Article Text
Abstract
Objectives In a sample of patients with cancer (n=1145) who were assessed during the height of the COVID-19 pandemic, latent profile analysis was used to identify subgroups of patients with distinct stress profiles and to evaluate for differences in demographic and clinical characteristics and symptom severity scores among these subgroups.
Methods Patients completed measures of cancer-specific and COVID-19 stress, global stress, social isolation, loneliness, depression, state and trait anxiety, morning and evening fatigue, morning and evening energy, sleep disturbance, cognitive function, and pain. Latent profile analysis was used to identify subgroups of patients with distinct stress profiles. Differences among the subgroups in study measures were evaluated using parametric and non-parametric tests.
Results Using clinically meaningful cut-off scores for the stress measures, four distinct stress profiles were identified (ie, none class (51.3%); low stress and moderate loneliness class (24.4%), high stress and moderate loneliness class (14.0%), and very high stress and moderately high loneliness class (high, 10.3%)). Risk factors associated with membership in the high class included: younger age, lower annual household income, lower functional status and higher comorbidity burden. The two worst stress profiles reported clinically meaningful levels of all of the common symptoms associated with cancer and its treatments.

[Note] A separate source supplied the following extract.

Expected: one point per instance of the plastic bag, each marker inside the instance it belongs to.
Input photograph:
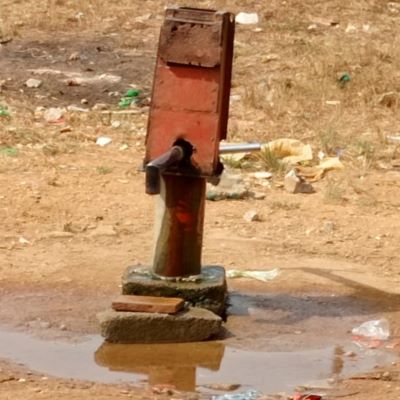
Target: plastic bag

Conclusion Findings from this study, obtained prior to the availability of COVID-19 vaccines and anti-viral medications, provide important ‘benchmark data’ to evaluate for changes in stress and symptom burden in patients with cancer in the postvaccine era and in patients with long COVID-19.
- Cancer
- Chronic conditions
- Psychological care
Data availability statement
Data are available on reasonable request. Data are available on request to the corresponding author after a material transfer agreement is signed with the University of California, San Francisco.
This article is made freely available for personal use in accordance with BMJ’s website terms and conditions for the duration of the covid-19 pandemic or until otherwise determined by BMJ. You may use, download and print the article for any lawful, non-commercial purpose (including text and data mining) provided that all copyright notices and trade marks are retained.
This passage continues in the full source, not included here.